Carina Press - A digital imprint of Harlequin. As you might expect, they do a lot of romance, but they are open to genre novels without romantic elements! They do not accept YA or literary fiction. From their website, "If the book of your heart fits into a niche that has very little shelf space in a traditional bookstore, Carina Press is eager to read and potentially publish your story."
Crescent Moon Press - Check out their gorgeous cover for Breathless. A boutique publisher of digital and print titles. They accept sci-fi and fantasy of all varieties. From their website, "CMP prides itself on quality writing, out of the box story lines, and professionalism."
Entangled Publishing - A digital and print publisher for all types of romance, including other genres with strong romantic elements. From their website, "Entangled Books is an excellent option for outside-of-the-box story concepts, authors who want frequent royalty checks, new authors breaking into the marketplace, or prolific authors looking to leverage existing large platforms"

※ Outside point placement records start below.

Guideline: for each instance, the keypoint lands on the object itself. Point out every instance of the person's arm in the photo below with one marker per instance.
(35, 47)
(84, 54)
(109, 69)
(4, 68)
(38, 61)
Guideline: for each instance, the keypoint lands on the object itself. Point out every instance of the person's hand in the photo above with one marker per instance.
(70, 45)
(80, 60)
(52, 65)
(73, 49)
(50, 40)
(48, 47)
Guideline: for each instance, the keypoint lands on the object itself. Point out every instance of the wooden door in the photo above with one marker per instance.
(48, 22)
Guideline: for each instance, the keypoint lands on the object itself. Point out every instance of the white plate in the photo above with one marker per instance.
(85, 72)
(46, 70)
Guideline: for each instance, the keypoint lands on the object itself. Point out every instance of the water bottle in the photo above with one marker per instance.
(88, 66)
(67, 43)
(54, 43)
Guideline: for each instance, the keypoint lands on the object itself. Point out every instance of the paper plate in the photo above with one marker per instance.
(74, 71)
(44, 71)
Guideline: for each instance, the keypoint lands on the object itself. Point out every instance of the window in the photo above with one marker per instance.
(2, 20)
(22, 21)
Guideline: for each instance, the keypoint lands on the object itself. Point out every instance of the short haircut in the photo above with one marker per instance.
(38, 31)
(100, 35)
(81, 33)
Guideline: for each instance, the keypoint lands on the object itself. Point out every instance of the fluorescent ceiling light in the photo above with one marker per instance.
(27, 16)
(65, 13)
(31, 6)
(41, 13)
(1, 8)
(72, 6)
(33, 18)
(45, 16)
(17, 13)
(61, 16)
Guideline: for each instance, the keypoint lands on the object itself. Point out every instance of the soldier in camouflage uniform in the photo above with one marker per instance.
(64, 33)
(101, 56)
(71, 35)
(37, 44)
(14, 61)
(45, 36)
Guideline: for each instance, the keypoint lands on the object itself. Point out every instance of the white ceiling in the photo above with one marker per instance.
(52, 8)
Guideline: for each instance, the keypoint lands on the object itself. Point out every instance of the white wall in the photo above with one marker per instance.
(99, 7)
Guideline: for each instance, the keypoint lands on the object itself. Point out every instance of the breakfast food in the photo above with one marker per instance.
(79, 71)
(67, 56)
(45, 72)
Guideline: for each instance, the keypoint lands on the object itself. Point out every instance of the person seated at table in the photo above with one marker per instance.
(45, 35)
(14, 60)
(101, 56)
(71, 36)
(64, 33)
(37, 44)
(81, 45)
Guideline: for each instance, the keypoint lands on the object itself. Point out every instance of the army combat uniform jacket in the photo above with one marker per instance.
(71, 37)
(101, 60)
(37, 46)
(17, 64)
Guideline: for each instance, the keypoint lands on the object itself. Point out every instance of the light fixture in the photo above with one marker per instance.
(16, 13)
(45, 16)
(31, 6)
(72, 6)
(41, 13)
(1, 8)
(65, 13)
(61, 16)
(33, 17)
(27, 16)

Etopia Press - A digital and print publisher open to almost everything, from traditional genres to non-traditional and cross-genre. They welcome diversity and LGBT works of all genres. They offer an advance for romance. From their website, "Etopia Press is currently looking for the best, most unique, most well-crafted stories out there — and we know they’re out there."
Immortal Ink Publishing - They will open for submissions in May 2012. A new publisher of print and e-books. They are open to a variety of genres but not interested in, "bibles, elves, dwarves, and purple moons." Check out this blog post for more information on what each editor is looking for. In general they look for, "strong characterization, characters who are unusual, fresh treatment of familiar themes, honesty, and depth."

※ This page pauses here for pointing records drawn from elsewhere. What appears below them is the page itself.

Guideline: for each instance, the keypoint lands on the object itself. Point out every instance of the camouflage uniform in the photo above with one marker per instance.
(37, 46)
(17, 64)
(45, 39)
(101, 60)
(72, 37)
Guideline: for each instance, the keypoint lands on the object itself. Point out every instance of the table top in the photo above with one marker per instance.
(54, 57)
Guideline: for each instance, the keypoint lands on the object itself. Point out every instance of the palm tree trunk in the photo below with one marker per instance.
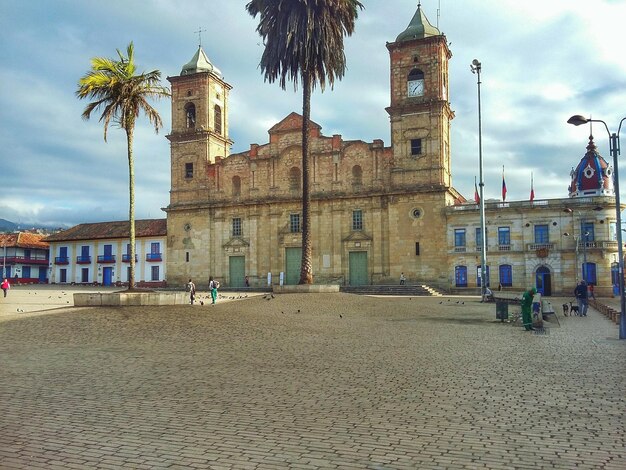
(306, 269)
(131, 206)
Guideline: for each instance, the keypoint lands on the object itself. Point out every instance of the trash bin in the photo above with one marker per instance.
(502, 311)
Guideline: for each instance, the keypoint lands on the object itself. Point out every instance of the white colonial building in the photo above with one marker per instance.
(99, 254)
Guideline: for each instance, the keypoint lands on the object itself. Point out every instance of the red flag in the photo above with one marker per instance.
(476, 195)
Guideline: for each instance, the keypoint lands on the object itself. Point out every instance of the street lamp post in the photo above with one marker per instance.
(614, 149)
(476, 68)
(586, 235)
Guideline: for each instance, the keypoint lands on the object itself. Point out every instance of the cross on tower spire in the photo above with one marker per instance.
(199, 33)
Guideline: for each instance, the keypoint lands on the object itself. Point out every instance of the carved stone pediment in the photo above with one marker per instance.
(357, 236)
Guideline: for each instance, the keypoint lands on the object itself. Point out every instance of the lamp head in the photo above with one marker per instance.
(578, 120)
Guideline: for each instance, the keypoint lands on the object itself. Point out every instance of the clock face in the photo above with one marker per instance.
(416, 87)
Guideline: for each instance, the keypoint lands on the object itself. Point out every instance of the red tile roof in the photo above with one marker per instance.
(106, 230)
(24, 240)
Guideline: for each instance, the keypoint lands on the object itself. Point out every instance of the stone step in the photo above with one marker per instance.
(415, 290)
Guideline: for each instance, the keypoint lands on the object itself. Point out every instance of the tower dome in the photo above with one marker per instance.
(200, 63)
(418, 28)
(593, 176)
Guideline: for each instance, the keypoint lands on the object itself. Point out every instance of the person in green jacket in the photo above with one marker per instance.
(527, 304)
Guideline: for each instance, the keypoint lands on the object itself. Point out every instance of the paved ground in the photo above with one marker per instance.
(306, 381)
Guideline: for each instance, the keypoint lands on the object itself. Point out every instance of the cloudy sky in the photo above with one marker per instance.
(542, 61)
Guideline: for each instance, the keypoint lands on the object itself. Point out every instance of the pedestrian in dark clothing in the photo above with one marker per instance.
(582, 297)
(527, 303)
(5, 286)
(191, 287)
(591, 293)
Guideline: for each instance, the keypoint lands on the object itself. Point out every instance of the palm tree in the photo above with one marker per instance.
(304, 42)
(113, 86)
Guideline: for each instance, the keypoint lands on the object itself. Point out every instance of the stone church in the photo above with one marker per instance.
(377, 211)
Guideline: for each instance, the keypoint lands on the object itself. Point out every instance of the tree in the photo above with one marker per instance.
(113, 86)
(304, 42)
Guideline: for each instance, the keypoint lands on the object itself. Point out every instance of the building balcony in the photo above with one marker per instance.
(154, 257)
(598, 245)
(540, 246)
(26, 260)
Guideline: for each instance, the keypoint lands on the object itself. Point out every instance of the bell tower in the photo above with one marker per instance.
(199, 134)
(420, 112)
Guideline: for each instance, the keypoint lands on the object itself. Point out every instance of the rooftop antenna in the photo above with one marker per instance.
(438, 12)
(199, 33)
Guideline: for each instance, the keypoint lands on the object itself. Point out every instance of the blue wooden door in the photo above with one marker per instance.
(107, 276)
(236, 271)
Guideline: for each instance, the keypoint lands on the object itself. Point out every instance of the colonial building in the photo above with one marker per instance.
(100, 254)
(377, 211)
(24, 257)
(550, 244)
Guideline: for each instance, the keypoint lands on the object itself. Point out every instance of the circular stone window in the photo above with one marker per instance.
(416, 213)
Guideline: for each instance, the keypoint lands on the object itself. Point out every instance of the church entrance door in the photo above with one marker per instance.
(358, 268)
(293, 259)
(236, 271)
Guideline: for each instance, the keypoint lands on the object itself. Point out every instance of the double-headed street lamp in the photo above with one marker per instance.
(614, 149)
(476, 68)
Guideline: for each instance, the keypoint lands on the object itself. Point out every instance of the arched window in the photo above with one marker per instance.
(294, 179)
(217, 113)
(416, 74)
(236, 186)
(506, 275)
(589, 273)
(460, 276)
(357, 175)
(190, 116)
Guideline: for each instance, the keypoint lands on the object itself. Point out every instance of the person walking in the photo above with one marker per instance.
(582, 297)
(592, 295)
(191, 287)
(213, 286)
(527, 304)
(5, 286)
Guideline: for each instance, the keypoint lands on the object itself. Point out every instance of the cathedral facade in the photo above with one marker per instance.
(376, 211)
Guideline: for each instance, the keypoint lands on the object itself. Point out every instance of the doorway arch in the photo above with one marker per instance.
(543, 280)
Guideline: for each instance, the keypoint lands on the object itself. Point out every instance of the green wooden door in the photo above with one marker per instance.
(237, 271)
(293, 260)
(358, 268)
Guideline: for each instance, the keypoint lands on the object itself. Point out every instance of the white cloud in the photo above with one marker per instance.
(542, 62)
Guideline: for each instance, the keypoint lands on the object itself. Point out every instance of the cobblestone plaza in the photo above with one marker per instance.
(307, 381)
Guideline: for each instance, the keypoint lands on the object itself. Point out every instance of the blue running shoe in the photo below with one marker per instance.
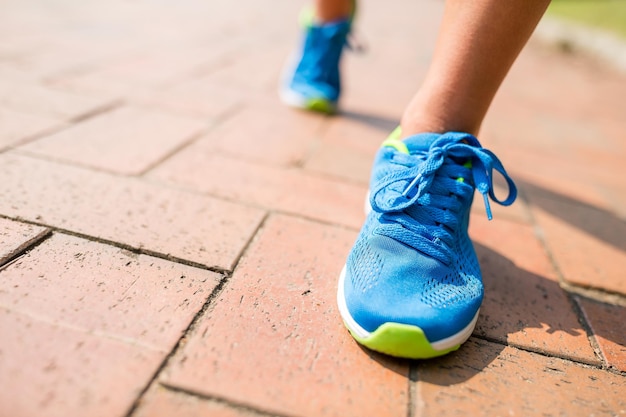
(312, 80)
(412, 285)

Inkspell Publishing - A new publisher of digital and print romance (non-erotic), fantasy, and YA. Check out their lovely cover for Want. From the website, "At Inkspell, our mission is to enchant our readers with spellbinding tales of magical worlds and lovers."

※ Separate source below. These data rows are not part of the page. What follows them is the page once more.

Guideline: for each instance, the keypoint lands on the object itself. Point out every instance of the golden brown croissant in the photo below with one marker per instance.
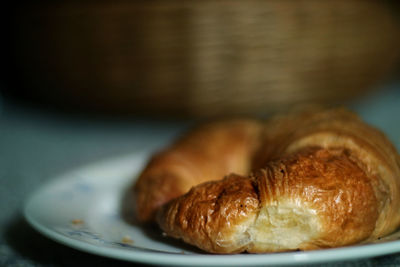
(321, 179)
(206, 153)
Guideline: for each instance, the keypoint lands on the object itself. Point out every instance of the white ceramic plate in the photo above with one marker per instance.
(83, 209)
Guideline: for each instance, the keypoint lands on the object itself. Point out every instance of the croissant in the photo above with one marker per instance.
(206, 153)
(318, 179)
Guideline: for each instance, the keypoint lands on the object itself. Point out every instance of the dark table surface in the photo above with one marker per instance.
(37, 145)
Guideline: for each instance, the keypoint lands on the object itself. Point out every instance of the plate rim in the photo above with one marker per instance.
(136, 254)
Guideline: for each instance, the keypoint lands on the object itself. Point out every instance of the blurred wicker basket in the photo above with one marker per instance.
(204, 58)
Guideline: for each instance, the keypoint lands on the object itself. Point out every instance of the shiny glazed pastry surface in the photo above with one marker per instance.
(306, 181)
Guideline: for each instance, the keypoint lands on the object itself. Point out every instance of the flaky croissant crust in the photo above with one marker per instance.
(319, 179)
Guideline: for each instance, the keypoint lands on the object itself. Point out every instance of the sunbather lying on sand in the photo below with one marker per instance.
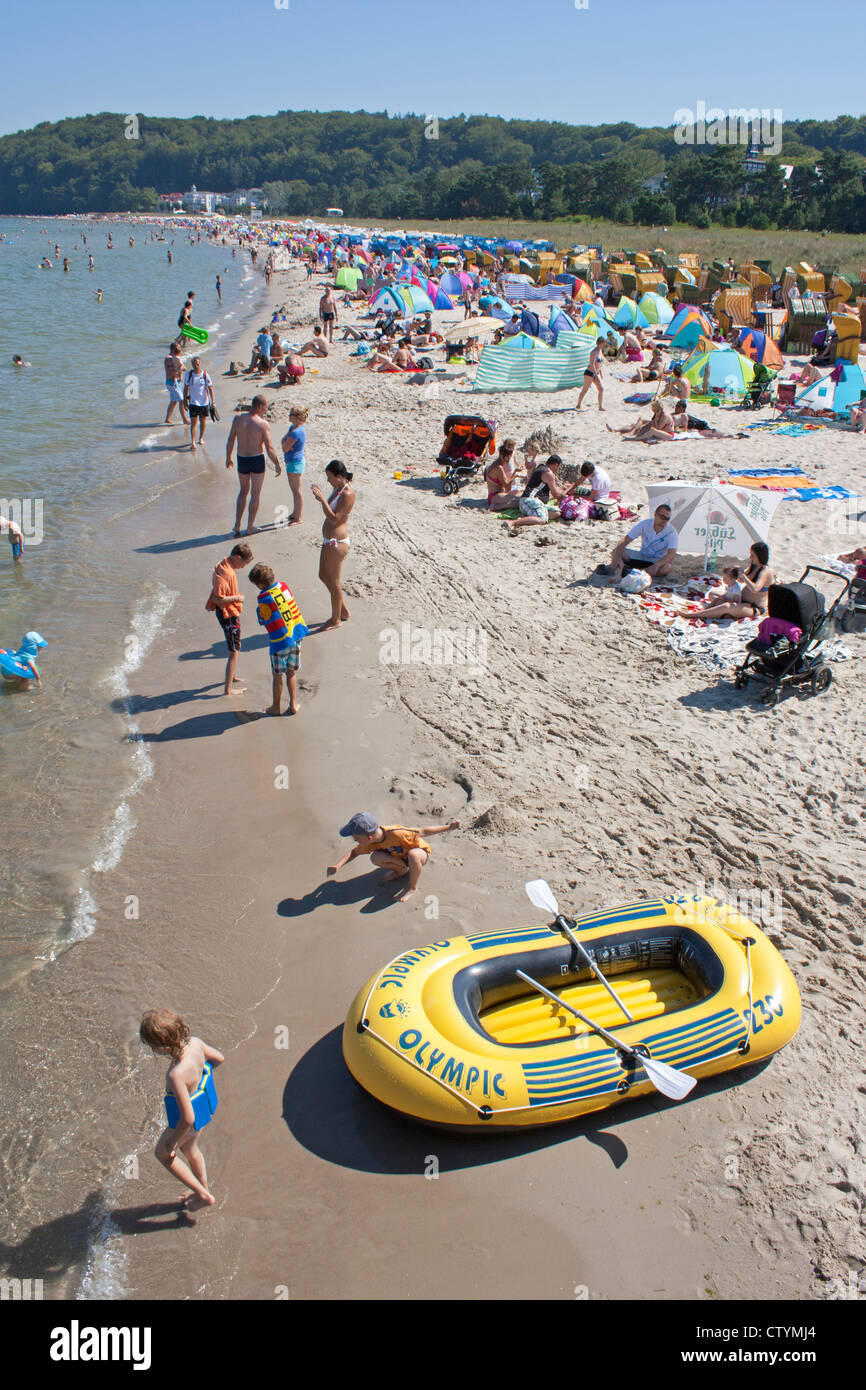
(660, 426)
(684, 423)
(654, 370)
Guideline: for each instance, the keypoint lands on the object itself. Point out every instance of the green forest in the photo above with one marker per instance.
(412, 167)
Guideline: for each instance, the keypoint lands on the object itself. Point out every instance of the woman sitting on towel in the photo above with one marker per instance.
(691, 424)
(655, 369)
(754, 584)
(538, 491)
(660, 426)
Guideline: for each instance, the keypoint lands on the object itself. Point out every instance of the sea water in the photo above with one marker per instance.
(82, 452)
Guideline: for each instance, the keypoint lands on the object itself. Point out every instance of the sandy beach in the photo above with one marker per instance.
(552, 755)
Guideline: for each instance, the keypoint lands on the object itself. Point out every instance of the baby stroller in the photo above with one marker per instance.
(467, 438)
(790, 644)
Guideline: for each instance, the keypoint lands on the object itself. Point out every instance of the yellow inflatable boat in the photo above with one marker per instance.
(451, 1034)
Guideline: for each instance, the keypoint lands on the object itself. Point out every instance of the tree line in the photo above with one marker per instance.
(412, 167)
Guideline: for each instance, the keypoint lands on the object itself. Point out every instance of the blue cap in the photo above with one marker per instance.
(360, 824)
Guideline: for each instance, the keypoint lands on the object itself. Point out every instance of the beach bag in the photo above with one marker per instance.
(635, 581)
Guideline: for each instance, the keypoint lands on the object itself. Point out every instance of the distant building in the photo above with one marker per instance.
(752, 163)
(199, 202)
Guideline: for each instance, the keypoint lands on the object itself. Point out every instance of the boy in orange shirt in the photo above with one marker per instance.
(225, 601)
(395, 848)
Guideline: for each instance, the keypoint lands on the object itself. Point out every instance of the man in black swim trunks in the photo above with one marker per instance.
(252, 434)
(327, 312)
(683, 421)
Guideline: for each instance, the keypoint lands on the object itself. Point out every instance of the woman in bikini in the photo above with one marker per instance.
(335, 537)
(755, 583)
(499, 477)
(592, 377)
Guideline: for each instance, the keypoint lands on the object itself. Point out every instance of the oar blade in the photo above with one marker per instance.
(666, 1079)
(541, 895)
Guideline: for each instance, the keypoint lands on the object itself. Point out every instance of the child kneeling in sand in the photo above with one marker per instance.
(168, 1036)
(280, 615)
(396, 848)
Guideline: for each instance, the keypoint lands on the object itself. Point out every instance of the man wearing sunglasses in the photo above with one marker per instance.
(659, 544)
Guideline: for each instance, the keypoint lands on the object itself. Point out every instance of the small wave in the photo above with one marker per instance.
(84, 919)
(103, 1276)
(149, 441)
(148, 620)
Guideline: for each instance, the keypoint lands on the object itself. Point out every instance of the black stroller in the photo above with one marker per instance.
(774, 659)
(467, 439)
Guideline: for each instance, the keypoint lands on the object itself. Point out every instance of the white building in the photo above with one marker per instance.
(199, 202)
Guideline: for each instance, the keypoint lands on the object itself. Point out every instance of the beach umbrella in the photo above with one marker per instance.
(729, 371)
(438, 296)
(348, 277)
(715, 519)
(455, 281)
(838, 391)
(656, 309)
(523, 339)
(761, 348)
(416, 299)
(685, 327)
(389, 302)
(562, 321)
(581, 291)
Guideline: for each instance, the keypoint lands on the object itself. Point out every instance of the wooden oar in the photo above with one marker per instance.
(541, 895)
(666, 1079)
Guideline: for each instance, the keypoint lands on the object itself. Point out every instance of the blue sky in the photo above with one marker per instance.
(534, 59)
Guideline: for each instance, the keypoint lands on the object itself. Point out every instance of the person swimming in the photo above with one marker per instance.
(21, 666)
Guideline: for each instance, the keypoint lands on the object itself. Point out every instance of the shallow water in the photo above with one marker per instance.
(82, 453)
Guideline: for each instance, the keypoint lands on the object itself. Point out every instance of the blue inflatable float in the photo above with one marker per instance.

Lyrical Press - A digital publisher of all types of romance, including other genres with strong romantic elements. From the website, "Authors can expect a personalized publishing experience from Lyrical Press. We believe no author should be left behind."
Quirk Books - It's all in the name isn't it? If you have something a little different, check out this reputable publisher. They've been around since 2002 and have published big titles such as Pride and Prejudice and Zombies and Miss Peregrine's Home for Peculiar Children. Now that's good quirk. From the website, "Here at Quirk, we are always on the lookout for strange and wonderful ideas. Many of our favorite books have come from unsolicited submissions."
Sourcebooks - This big name publisher is open to unagented submissions of romance, children's, and YA. Lovely covers, such as Haunted. From their website, "We are particularly looking for strong writers who are excited about promoting and building their community of readers, and whose books have something fresh to offer the ever-growing Young Adult audience."
A few more to watch...
These publishers are not accepting unsolicited submissions right now, but occasionally have periods when they do.
Dragon Moon Press
Spencer Hill Press
If you do decide to submit to publishers yourself, I suggest How To Be Your Own Literary Agent, by Richard Curtis. It's a little outdated. Published in 2003, a lot has changed in the publishing world since then. But it has great info about how to submit to a publisher and how to negotiate your own deal.